Culture Night is an annual all–island public event that celebrates culture, creativity and the arts. It takes place each September and organisations and venues of all shapes and sizes throw open their doors and welcome members of the public. Many churches and cathedrals already take part in Culture Night but 2020 will be unique for Dublin & Glendalough with every church being open to the public.
Every church, big or small, has something to offer to the wider community. As we mark the 150th anniversary of Disestablishment, Culture Night gives a great opportunity to showcase the Church of Ireland and welcome people who may not have been inside their local Church of Ireland church before.
To facilitate this, the Disestablishment 150 committee has organised an open information morning in the Music Room of Christ Church Cathedral on Friday 7 February 2020 from 11am to 1pm.
A member of clergy and two representatives of each parish of the dioceses will be invited to attend the information morning and report back to their select vestries. They will be provided with a wide range of resources to assist with this endeavour.
A representative from Culture Night will speak about how best to engage with Culture Night and give tips on what to do on the night. There will also be advertising and marketing resources to help parishes publicise the event so that people in their communities know their churches will be open on the night.
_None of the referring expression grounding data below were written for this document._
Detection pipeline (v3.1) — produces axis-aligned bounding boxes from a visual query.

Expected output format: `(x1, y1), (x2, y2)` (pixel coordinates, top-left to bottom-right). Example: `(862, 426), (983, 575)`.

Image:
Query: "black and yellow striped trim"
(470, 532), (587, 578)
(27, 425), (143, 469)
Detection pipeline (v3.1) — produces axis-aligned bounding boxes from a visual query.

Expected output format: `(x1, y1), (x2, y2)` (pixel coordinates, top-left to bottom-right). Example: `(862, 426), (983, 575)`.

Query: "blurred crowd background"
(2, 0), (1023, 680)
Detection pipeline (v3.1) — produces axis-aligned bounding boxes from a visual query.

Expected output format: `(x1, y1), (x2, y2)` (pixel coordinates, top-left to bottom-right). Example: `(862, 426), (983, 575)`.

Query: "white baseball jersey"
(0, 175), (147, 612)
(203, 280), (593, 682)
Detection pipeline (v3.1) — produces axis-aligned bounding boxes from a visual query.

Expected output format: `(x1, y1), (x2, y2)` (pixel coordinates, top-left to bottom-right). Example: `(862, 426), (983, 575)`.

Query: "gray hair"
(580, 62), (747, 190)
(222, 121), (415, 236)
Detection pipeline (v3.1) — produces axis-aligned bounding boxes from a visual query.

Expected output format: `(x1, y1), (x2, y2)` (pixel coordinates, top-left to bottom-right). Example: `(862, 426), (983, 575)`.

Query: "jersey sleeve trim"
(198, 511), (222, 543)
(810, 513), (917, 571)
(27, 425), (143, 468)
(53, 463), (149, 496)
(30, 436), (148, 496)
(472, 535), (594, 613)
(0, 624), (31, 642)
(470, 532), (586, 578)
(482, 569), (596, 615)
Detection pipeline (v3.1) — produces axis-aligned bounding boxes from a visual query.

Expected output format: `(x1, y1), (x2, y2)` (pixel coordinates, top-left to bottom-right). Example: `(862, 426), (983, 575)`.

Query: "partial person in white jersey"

Each parish is encouraged to send a representative on February 7. Representatives are asked to register here.
The 150th anniversary of Disestablishment is being commemorated with a variety of events and initiatives taking place from 2019 to 2021.
Disestablishment came about as a result of Gladstone’s Irish Church Act which was passed on 26 July 1869. This meant that the Church of Ireland was detached from the Church of England with which it had been united by the Act of Union of 1800 and set it free from its existing political responsibilities in Ireland. It also meant that over time it could develop a totally different relationship with members of the Roman Catholic tradition. This relationship we now take for granted and call ecumenism.
On 1 January 1871 the Church of Ireland was officially disestablished. It was no longer the official Church of the country.